There have been occasional political demonstrations in Panama City, mainly around Panama University, the Transistmica main road and the main road from Bocas del Toro. Keep an eye on media reports and avoid demonstrations.

Drugs

Penalties for drug use or trafficking in Peru are severe and conditions in Peruvian prisons are poor. Pack your own luggage and don’t carry anything through customs for other people. It is illegal to import coca leaves or coca tea into the UK. Sex with minors (anyone under 18 is considered a minor in Peru) is illegal and offenders will face long-term jail sentences.

Hiking

Hiking on the Inca Trail should be done as part of a guided group, as hikers must pay a government fee and numbers are restricted in order to protect the trail. Always register on entry to national parks and take care in difficult conditions, steep areas or unfenced or unmarked areas. Climbers have suffered accidents, injuries and death while climbing Huayna Picchu, a peak near Machu Picchu.

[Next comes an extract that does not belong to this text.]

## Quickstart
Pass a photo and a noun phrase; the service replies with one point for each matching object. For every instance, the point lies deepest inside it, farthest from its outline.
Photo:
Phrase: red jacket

Peru’s highest peaks lie in the Huaraz Region of the Cordillera Blanca Mountains and several hikers have had serious accidents and have had to be rescued, or have lost their lives hiking in this area, with rescues taking place on foot as helicopters can’t reach the remote areas.

Natural Disasters

Peru is in an active earthquake zone and can experience frequent earth tremors. If you are inside a building during an earthquake, avoid windows and find the building’s ‘safe zone’ (usually marked with an ‘S’ sign). Earthquakes can result in higher tides.

Peru’s rainy season runs from November to April and heavy rain, particularly in the Andes, can cause land, rock and mudslides and cause rising river levels.

Health

You should be in touch with your GP around 8 weeks before you travel for vaccination or health advice. Diarrhoea can be caused by contaminated food or water so we advise you to drink bottled water.

Altitude sickness can be a problem, so take care when staying in high-altitude areas like Puno, Cusco and the Colca Canyon. Don’t drink alcohol for the first couple of days, and make sure you eat only light meals and drink LOTS of water. It is important that you visit your GP before travelling to areas of high altitude if you suffer from either high blood pressure, respiratory problems or a heart condition.

You may need to present a valid Yellow Fever certificate when entering Peru, as a number of areas throughout the Andes Mountains (not including Cusco and Machu Picchu) have been designated as risk areas. Malaria is also common in some of the north and jungle regions of Peru including Loreto, Ucayali, San Martin, Tumbes, Piura, Junin and Madre de Dios and taking anti-malarial medication is recommended.